Much of our understanding of word meaning has been informed through studies of single words. High-dimensional semantic space models have recently proven instrumental in elucidating connections words. Here we show how bigram semantic distance can yield novel insights into conceptual cohesion and topic flow when computed over continuous language samples. For example, "Cats drink milk" is comprised of an ordered vector of bigrams (cat-drink, drink-milk). Each of these bigrams has a unique semantic distance. These distances in turn may provide a metric of dispersion or the flow of concepts as language unfolds.

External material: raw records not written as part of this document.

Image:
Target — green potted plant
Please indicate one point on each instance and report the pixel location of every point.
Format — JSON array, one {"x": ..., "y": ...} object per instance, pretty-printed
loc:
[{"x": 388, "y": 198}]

We offer an R-package ("semdistflow") that transforms any user-specified language transcript into a vector of ordered bigrams, appending two metrics of semantic distance to each pair. We validated these distance metrics on a continuous stream of simulated verbal fluency data assigning predicted switch markers between alternating semantic clusters (animals, musical instruments, fruit). We then generated bigram distance norms on a large sample of text and demonstrated applications of the technique to a classic work of short fiction, (London, 1908). In one application, we showed that bigrams spanning sentence boundaries are punctuated by jumps in the semantic distance. We discuss the promise of this technique for characterizing semantic processing in real-world narratives and for bridging findings at the single word level with macroscale discourse analyses. (PsycInfo Database Record (c) 2023 APA, all rights reserved).

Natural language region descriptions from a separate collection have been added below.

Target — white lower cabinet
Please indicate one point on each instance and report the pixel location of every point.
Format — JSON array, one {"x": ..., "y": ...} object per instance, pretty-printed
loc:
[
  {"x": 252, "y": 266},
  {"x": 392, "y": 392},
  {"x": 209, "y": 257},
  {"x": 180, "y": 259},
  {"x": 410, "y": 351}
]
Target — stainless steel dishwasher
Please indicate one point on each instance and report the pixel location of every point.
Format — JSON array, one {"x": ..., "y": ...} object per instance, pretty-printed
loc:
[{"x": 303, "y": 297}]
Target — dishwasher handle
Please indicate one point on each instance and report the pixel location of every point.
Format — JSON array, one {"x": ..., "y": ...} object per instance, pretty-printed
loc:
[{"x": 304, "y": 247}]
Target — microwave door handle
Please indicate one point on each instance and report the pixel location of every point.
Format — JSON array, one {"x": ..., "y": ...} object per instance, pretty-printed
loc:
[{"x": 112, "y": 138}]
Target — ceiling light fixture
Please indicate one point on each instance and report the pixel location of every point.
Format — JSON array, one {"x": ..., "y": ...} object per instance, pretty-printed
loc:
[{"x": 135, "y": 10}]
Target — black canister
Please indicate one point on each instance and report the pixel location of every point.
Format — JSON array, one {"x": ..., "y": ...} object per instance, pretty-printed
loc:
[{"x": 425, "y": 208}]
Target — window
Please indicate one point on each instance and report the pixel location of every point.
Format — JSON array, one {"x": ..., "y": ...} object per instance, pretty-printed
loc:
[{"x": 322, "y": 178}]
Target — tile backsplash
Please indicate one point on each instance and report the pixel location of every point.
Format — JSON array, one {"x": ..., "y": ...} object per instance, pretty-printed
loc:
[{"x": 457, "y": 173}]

我们对单词含义的理解在很大程度上是通过对单个单词的研究得到的。高维语义空间模型最近被证明在阐明单词之间的联系方面非常有用。在这里,我们展示了如何在连续的语言样本上计算双词语义距离,从而为概念内聚和主题流动提供新的见解。例如,“猫喝牛奶”由有序的双词向量(cat-drink,drink-milk)组成。这些双词中的每一个都有一个独特的语义距离。这些距离反过来又可以提供一个分散或概念流动的度量,因为语言在展开。我们提供了一个 R 包(“semdistflow”),可以将任何用户指定的语言转录转换为有序双词向量,并为每对双词添加两个语义距离度量。我们在连续的模拟口头流畅性数据流上验证了这些距离度量,为交替语义簇(动物、乐器、水果)之间的预测切换标记分配了这些距离度量。然后,我们在大量文本上生成了双词距离规范,并展示了该技术在经典短篇小说(London,1908)中的应用。在一个应用中,我们表明跨越句子边界的双词被语义距离的跳跃打断。我们讨论了这种技术在描述现实世界叙事中的语义处理以及将单字水平的发现与宏观话语分析联系起来的潜力。(PsycInfo 数据库记录(c)2023 APA,保留所有权利)。